Deutschland wird diese Krise überleben

Aber einige führende Politikerinnen und Politiker werden bei den nächsten Wahlen keine Rolle spielen.
Helmut Brandstätter

Helmut Brandstätter

Eine Regierungskrise, wie sie Berlin erreicht hat, beunruhigt die Deutschen mehr als andere Nationen.

von Dr. Helmut Brandstätter

über die mögliche Neuwahl in Deutschland

Beim Nachrichtensender n-tv gab es gestern früh das große Stirnrunzeln. Wie werden vor allem ausländische Investoren auf die Regierungskrise reagieren? Und was bedeutet das vorläufige Ende der Stabilität in Deutschland? Der deutsche Aktienindex DAX werde wohl ein paar Tage leiden, dann werde man ja sehen, so die Stimmung. Denkste, ach nee, alles anders. Nur kurz duckte sich der DAX weg, dann stiegen die Kurse, Volkswagen legte mit einer neuen Elektromobilitätsstrategie ganz besonders zu. Eine Regierungskrise, wie sie Berlin erreicht hat, beunruhigt die Deutschen mehr als andere Nationen.

Die Gründerväter der Bonner Republik berücksichtigten in der neuen Verfassung, dem Grundgesetz, die Erfahrungen der Weimarer Republik zwischen 1919 und 1933. Neun Wahlen und 20 Regierungen bis zu Hitlers Machtübernahme im Jahr 1933, das rief nach Mechanismen für stabilere Zustände. In der Bundesrepublik kann die Kanzlerin nur durch ein "konstruktives Misstrauensvotum", also einen Nachfolger abgesetzt werden, und der Bundestag kann sich nicht selbst auflösen. Umso wichtiger ist in dieser Situation das Staatsoberhaupt, sonst bestenfalls ein Staatsnotar. Da trifft es sich, dass mit Frank-Walter Steinmeier ein Sozialdemokrat Bundespräsident ist, der schon vor dem Wochenende seine Ablehnung schneller Neuwahlen ausgedrückt hatte. Steinmeier will die Genossen überzeugen, doch noch in eine große Koalition zu gehen, große inhaltliche Differenzen sind nicht vorhanden. Das wäre wohl das Ende von Parteichef Martin Schulz, der aber vielleicht auch Neuwahlen nicht überleben wird. Mit Olaf Scholz stünde ein populärer Hamburger Bürgermeister als Kanzlerkandidat bereit, mit Andrea Nahles und Manuela Schwesig zwei starke, sehr unterschiedliche Frauen.
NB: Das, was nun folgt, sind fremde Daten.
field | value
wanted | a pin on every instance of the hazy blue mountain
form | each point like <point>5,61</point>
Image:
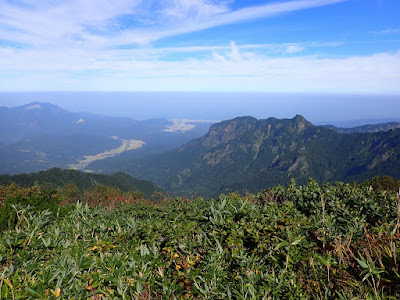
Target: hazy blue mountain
<point>366,128</point>
<point>39,136</point>
<point>250,154</point>
<point>359,122</point>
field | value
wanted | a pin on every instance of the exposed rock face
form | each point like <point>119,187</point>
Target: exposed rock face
<point>250,154</point>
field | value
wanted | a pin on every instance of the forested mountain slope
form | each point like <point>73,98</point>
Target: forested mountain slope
<point>55,178</point>
<point>250,154</point>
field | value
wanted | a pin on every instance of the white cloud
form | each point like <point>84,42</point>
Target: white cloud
<point>388,31</point>
<point>293,49</point>
<point>103,23</point>
<point>230,68</point>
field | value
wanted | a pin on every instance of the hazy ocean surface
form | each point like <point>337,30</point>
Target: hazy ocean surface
<point>317,108</point>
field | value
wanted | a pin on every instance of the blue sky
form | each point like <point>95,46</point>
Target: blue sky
<point>291,46</point>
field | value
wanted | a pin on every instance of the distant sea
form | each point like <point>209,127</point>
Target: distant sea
<point>317,108</point>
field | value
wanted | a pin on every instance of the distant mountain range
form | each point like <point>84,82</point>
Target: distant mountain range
<point>38,136</point>
<point>250,154</point>
<point>185,157</point>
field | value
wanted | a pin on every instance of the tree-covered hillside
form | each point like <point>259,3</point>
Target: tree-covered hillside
<point>250,154</point>
<point>56,178</point>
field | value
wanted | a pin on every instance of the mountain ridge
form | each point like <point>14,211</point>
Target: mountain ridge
<point>246,153</point>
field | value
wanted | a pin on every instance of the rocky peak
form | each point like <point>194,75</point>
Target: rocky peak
<point>228,130</point>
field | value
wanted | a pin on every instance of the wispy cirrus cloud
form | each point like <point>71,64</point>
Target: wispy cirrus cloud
<point>103,23</point>
<point>230,68</point>
<point>388,31</point>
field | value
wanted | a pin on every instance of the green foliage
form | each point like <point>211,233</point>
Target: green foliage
<point>246,154</point>
<point>72,180</point>
<point>295,242</point>
<point>37,199</point>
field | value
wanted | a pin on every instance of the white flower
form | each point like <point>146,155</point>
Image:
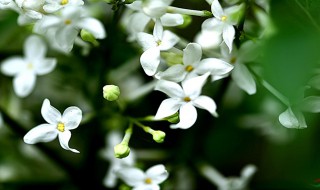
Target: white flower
<point>193,66</point>
<point>55,5</point>
<point>152,45</point>
<point>116,164</point>
<point>64,29</point>
<point>58,125</point>
<point>184,99</point>
<point>140,180</point>
<point>25,69</point>
<point>230,183</point>
<point>223,22</point>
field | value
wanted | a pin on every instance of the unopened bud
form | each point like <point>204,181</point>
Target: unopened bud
<point>121,150</point>
<point>111,92</point>
<point>158,136</point>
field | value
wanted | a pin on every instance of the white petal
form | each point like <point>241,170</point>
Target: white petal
<point>167,108</point>
<point>34,48</point>
<point>71,117</point>
<point>187,116</point>
<point>45,66</point>
<point>157,173</point>
<point>243,78</point>
<point>64,138</point>
<point>158,30</point>
<point>192,87</point>
<point>228,35</point>
<point>131,176</point>
<point>215,66</point>
<point>94,26</point>
<point>175,73</point>
<point>41,133</point>
<point>170,19</point>
<point>169,40</point>
<point>172,89</point>
<point>12,66</point>
<point>192,54</point>
<point>205,102</point>
<point>147,41</point>
<point>24,83</point>
<point>150,60</point>
<point>49,113</point>
<point>65,37</point>
<point>216,9</point>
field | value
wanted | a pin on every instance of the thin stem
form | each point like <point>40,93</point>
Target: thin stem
<point>203,13</point>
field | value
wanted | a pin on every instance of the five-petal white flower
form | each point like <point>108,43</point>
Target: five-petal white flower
<point>25,69</point>
<point>184,99</point>
<point>193,66</point>
<point>140,180</point>
<point>58,125</point>
<point>153,44</point>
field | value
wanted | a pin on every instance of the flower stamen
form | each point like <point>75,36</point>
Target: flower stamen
<point>60,127</point>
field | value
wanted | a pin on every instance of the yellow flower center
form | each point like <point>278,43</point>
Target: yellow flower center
<point>148,180</point>
<point>187,99</point>
<point>67,21</point>
<point>189,68</point>
<point>224,18</point>
<point>60,127</point>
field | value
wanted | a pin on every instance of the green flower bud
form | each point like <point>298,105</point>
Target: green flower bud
<point>111,92</point>
<point>158,136</point>
<point>88,37</point>
<point>121,150</point>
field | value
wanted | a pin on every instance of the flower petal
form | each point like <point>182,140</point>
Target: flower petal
<point>216,9</point>
<point>49,113</point>
<point>41,133</point>
<point>172,89</point>
<point>216,67</point>
<point>12,66</point>
<point>147,41</point>
<point>228,36</point>
<point>205,102</point>
<point>34,48</point>
<point>187,115</point>
<point>71,117</point>
<point>169,40</point>
<point>192,54</point>
<point>94,26</point>
<point>170,19</point>
<point>243,78</point>
<point>192,87</point>
<point>24,83</point>
<point>131,176</point>
<point>150,60</point>
<point>167,108</point>
<point>157,173</point>
<point>64,138</point>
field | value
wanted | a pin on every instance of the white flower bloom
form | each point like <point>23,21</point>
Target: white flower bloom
<point>193,66</point>
<point>25,69</point>
<point>230,183</point>
<point>138,20</point>
<point>184,99</point>
<point>223,22</point>
<point>116,164</point>
<point>55,5</point>
<point>153,44</point>
<point>58,125</point>
<point>241,74</point>
<point>64,29</point>
<point>140,180</point>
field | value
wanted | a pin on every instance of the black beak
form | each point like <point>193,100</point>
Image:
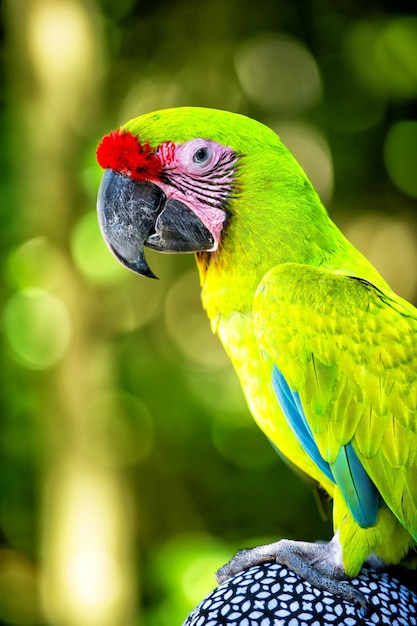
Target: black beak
<point>133,214</point>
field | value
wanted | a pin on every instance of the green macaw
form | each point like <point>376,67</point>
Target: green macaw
<point>325,351</point>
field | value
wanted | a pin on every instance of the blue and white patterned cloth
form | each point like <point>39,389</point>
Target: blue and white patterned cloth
<point>271,595</point>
Jamaika – stand für nichts, außer für Streit

Und Angela Merkel? Sie will jede interne Diskussion verhindern, indem sie gestern erklärte, sie werde bei Neuwahlen sicher wieder antreten. Aber es liegt ein Stück Schuld für das Scheitern bei der Kanzlerin, auch wenn die FDP den Tisch verließ. Die große Koalition konnte sie als ruhige Moderatorin führen, bei der auf den ersten Blick unmöglichen Kombination aus ihrer breiten Union, den recht linken Grünen und der nach gut verdienenden Bürgerlichen schielenden FDP hätte Merkel die Gemeinsamkeiten suchen und daraus ein klares Projekt machen müssen – so nach dem Motto: Jamaika, das moderne Deutschland. Da fehlte ihr die Fantasie.

Wenn sich die SPD weiter verweigert, könnte Bundespräsident Steinmeier eine Minderheitsregierung versuchen. Merkel will das nicht, hat sie gestern gesagt. Das wäre für Deutschland ein erstmaliges Experiment und würde so gar nicht zu diesem geordneten Staat passen. Steinmeier und Merkel werden schnell klären müssen, ob es diesen Versuch einer Regierung ohne Mehrheit geben wird. Und wenn nicht, wie der Weg zu Neuwahlen aussehen kann.